The property of a person under guardianship may be taken on execution issued against him. It may therefore be attached on mesne process in all the usual modes, including the trustee process. The remedy to recover a debt against the ward by suit upon the guardian’s bond is not exclusive. Hicks v. Chapman, 10 Allen, 463. Spring v. Woodworth, 4 Allen, 326. Guardians are not invested with the legal title of the ward’s property. They have only the control and management of it, a power not coupled with an interest. They can make no contract binding upon his person or estate.

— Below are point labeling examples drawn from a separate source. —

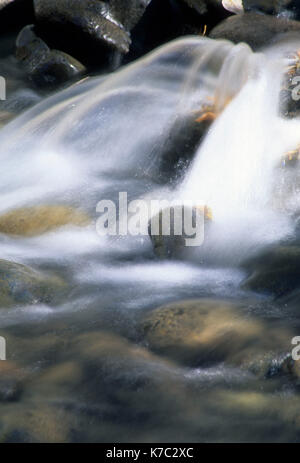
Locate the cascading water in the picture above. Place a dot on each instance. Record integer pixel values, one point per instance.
(110, 134)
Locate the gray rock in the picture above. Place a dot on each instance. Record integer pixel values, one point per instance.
(255, 29)
(20, 284)
(14, 13)
(45, 67)
(167, 244)
(106, 23)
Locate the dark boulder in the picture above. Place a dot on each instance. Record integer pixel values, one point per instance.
(255, 29)
(276, 272)
(169, 19)
(290, 7)
(45, 67)
(15, 13)
(96, 32)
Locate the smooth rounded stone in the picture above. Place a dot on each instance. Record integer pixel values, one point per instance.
(5, 117)
(234, 6)
(93, 26)
(45, 67)
(276, 272)
(15, 13)
(181, 145)
(36, 220)
(162, 229)
(20, 284)
(200, 332)
(255, 29)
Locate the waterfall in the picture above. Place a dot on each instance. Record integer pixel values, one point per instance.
(83, 144)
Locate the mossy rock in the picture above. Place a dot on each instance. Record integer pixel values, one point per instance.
(275, 272)
(36, 220)
(20, 284)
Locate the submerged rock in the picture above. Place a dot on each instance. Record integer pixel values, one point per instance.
(256, 29)
(32, 221)
(45, 67)
(275, 272)
(15, 13)
(20, 284)
(199, 332)
(202, 333)
(234, 6)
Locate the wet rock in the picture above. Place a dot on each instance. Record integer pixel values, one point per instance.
(199, 332)
(170, 19)
(15, 13)
(256, 29)
(275, 272)
(20, 284)
(36, 220)
(45, 67)
(181, 145)
(289, 7)
(10, 382)
(171, 242)
(91, 31)
(5, 117)
(234, 6)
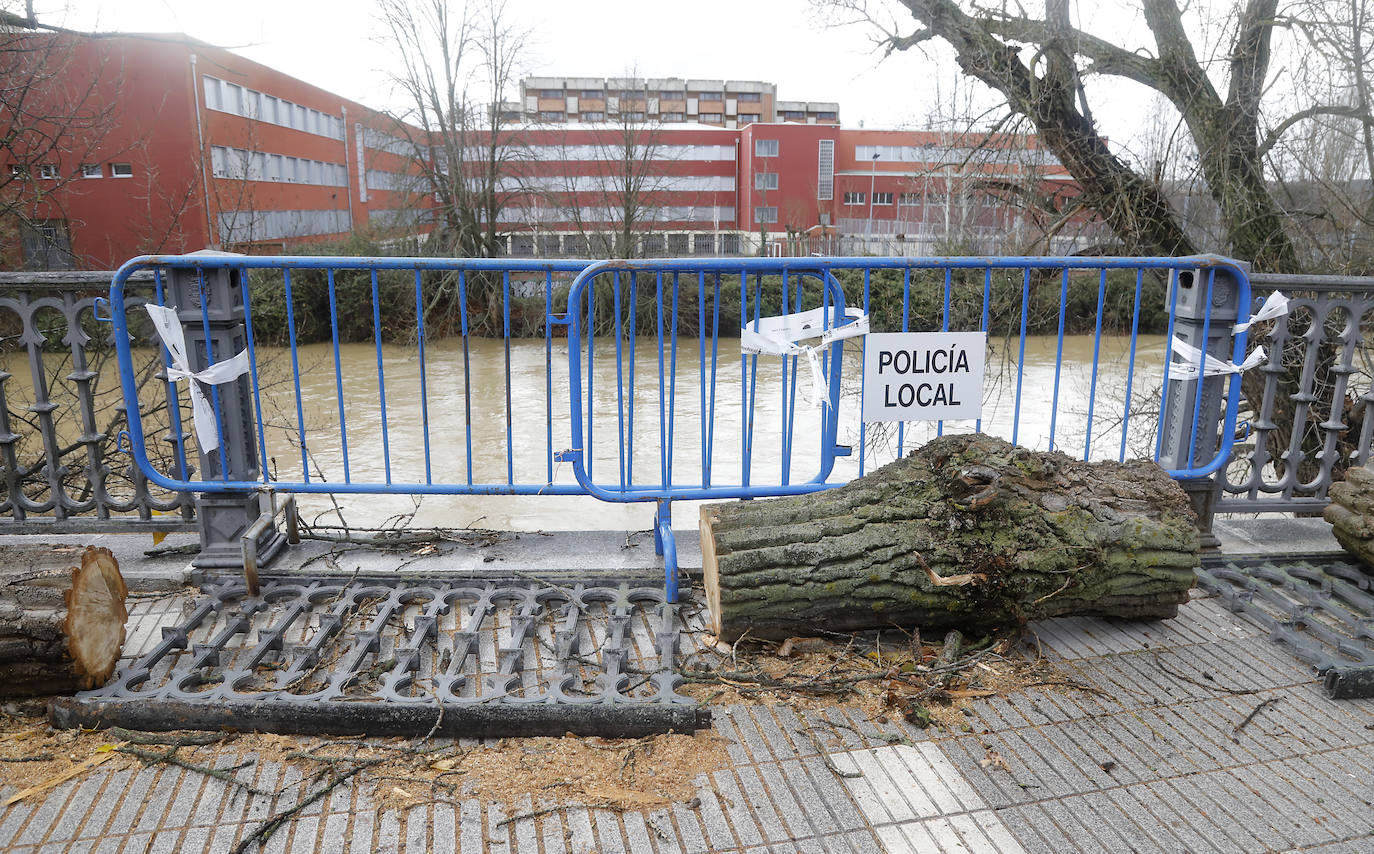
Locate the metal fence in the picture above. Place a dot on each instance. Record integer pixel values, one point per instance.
(1310, 409)
(1304, 416)
(629, 382)
(62, 409)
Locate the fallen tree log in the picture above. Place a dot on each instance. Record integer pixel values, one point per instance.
(1351, 514)
(62, 630)
(967, 532)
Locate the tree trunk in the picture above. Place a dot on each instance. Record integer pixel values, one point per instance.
(61, 630)
(1351, 514)
(967, 532)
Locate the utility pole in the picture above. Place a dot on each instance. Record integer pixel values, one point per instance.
(873, 181)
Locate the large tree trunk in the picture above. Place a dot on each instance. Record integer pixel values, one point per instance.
(59, 632)
(1351, 514)
(967, 532)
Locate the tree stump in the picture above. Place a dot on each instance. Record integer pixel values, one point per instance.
(1351, 514)
(967, 532)
(62, 630)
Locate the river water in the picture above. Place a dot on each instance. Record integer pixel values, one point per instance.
(513, 426)
(465, 404)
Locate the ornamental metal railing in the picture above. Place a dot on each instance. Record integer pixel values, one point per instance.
(1308, 411)
(62, 411)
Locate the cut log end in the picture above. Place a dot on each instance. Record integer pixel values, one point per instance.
(57, 639)
(95, 618)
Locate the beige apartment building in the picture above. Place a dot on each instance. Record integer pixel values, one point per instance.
(723, 103)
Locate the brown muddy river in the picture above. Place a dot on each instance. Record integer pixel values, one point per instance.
(466, 405)
(465, 402)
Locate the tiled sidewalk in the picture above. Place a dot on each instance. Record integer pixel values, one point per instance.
(1154, 762)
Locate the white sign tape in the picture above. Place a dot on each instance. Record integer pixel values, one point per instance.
(1211, 365)
(169, 330)
(924, 376)
(1274, 306)
(779, 335)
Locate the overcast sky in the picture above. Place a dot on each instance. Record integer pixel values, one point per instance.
(340, 45)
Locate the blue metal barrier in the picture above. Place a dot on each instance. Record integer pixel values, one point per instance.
(661, 402)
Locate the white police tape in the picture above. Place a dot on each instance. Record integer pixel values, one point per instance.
(169, 330)
(1211, 365)
(1274, 306)
(779, 335)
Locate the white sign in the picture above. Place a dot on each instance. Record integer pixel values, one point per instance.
(924, 376)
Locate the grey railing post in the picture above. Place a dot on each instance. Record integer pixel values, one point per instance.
(224, 515)
(1204, 319)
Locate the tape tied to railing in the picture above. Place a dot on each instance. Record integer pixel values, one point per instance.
(173, 338)
(1274, 306)
(1211, 365)
(782, 335)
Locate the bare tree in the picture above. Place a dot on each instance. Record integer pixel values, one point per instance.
(1039, 65)
(618, 195)
(458, 65)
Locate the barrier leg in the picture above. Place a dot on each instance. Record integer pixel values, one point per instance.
(665, 545)
(209, 304)
(1205, 308)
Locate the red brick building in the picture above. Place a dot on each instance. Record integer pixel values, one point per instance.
(198, 147)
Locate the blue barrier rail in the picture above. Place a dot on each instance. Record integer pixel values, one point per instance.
(625, 381)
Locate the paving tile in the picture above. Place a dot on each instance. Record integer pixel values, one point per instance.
(737, 808)
(41, 820)
(610, 840)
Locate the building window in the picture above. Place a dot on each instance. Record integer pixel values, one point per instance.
(825, 170)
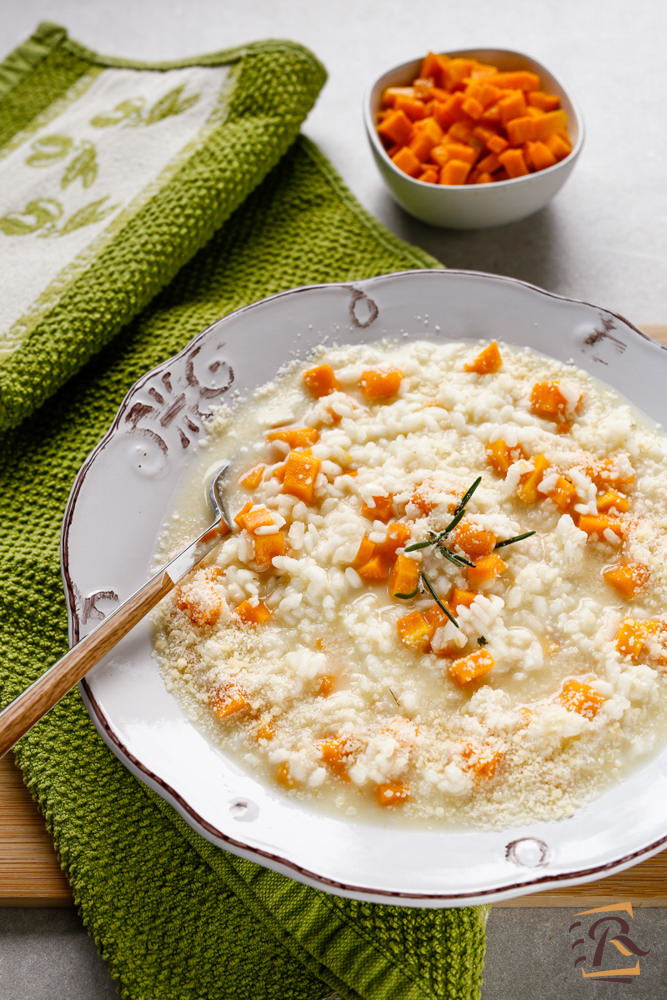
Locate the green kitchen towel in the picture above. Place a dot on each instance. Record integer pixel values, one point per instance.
(112, 175)
(174, 917)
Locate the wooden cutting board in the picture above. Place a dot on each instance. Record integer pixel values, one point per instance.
(30, 874)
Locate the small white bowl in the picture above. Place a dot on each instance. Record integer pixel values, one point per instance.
(474, 206)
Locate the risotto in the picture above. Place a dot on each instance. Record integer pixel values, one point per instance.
(442, 598)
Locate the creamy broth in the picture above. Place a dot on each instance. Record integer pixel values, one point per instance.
(511, 679)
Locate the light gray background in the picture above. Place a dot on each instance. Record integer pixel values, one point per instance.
(602, 239)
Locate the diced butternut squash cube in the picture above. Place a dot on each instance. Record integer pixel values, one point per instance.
(301, 471)
(365, 552)
(482, 761)
(397, 128)
(631, 637)
(284, 776)
(473, 539)
(471, 667)
(550, 123)
(527, 490)
(546, 400)
(486, 568)
(514, 163)
(326, 685)
(563, 494)
(404, 576)
(393, 793)
(380, 510)
(597, 525)
(377, 384)
(338, 752)
(613, 500)
(455, 172)
(251, 517)
(375, 570)
(577, 696)
(647, 638)
(540, 156)
(627, 578)
(228, 700)
(320, 381)
(520, 130)
(611, 473)
(406, 161)
(487, 361)
(511, 106)
(414, 631)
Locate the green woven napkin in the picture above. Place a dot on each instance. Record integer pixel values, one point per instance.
(112, 175)
(174, 917)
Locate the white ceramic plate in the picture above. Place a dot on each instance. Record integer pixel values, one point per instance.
(128, 485)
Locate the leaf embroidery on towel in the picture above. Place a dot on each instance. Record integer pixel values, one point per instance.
(94, 211)
(83, 166)
(47, 150)
(37, 214)
(130, 112)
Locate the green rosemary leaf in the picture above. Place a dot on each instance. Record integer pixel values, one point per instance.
(517, 538)
(454, 557)
(431, 590)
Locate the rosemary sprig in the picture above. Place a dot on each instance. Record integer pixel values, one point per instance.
(431, 590)
(429, 586)
(517, 538)
(454, 556)
(466, 496)
(420, 545)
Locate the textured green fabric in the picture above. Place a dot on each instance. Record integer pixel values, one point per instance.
(272, 87)
(173, 916)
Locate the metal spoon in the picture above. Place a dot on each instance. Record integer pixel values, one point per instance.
(29, 707)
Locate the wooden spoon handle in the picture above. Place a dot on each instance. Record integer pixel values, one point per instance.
(29, 707)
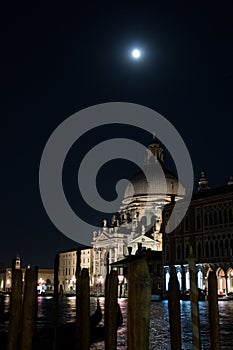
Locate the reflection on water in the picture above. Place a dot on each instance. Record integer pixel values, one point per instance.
(159, 323)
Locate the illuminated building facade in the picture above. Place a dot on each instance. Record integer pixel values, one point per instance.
(45, 282)
(140, 215)
(208, 229)
(67, 268)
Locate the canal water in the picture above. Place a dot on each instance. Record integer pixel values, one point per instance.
(159, 323)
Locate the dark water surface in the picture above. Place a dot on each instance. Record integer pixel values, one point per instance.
(159, 324)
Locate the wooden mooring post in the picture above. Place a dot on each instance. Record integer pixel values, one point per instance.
(82, 341)
(174, 310)
(55, 302)
(15, 311)
(213, 311)
(110, 313)
(139, 299)
(29, 309)
(194, 302)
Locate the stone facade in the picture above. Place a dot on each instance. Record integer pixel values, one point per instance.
(208, 229)
(140, 215)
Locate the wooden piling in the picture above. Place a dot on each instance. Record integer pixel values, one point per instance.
(83, 321)
(77, 284)
(15, 311)
(213, 311)
(29, 309)
(194, 303)
(110, 311)
(174, 310)
(55, 302)
(139, 305)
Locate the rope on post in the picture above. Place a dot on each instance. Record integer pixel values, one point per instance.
(194, 302)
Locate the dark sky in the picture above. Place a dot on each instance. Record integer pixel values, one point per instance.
(56, 61)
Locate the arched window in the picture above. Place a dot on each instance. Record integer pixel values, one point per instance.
(221, 249)
(210, 219)
(215, 218)
(226, 252)
(225, 216)
(230, 215)
(187, 280)
(206, 219)
(220, 217)
(167, 253)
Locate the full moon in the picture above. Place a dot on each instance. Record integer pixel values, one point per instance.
(136, 53)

The funds here disclosed in the hands of the trustee we think must be regarded as the property of the defendant, and liable to this process. There is nothing to show an intention on the part of Osborn, the first guardian, to appropriate to himself the money deposited so that he could only be made accountable for it upon settlement of his guardianship accounts. And the same is true of both the succeeding guardians. On the contrary, the form in which the deposit is made ; the manner in which it has been since treated, the bank itself dealing with the successive guardians as entitled to the control of the same, though not *241changing the account in their books; and the fact that no demand has been or appears now to be made by Osborn upon the bank for the fund; are decisive, in our opinion, that it is the property of the defendant, and so to be treated in this proceeding. Farrelly v. Ladd, 10 Allen, 127. Raynes v. Lowell Irish Benevolent Society, 4 Cush. 343. Moore v. Hazelton, 9 Allen, 104.

It does not seem important to inquire whether Osborn was legally appointed guardian or not; for, if he was not, the position that the trustee ought not to be charged is not strengthened by the fact. Trustee charged.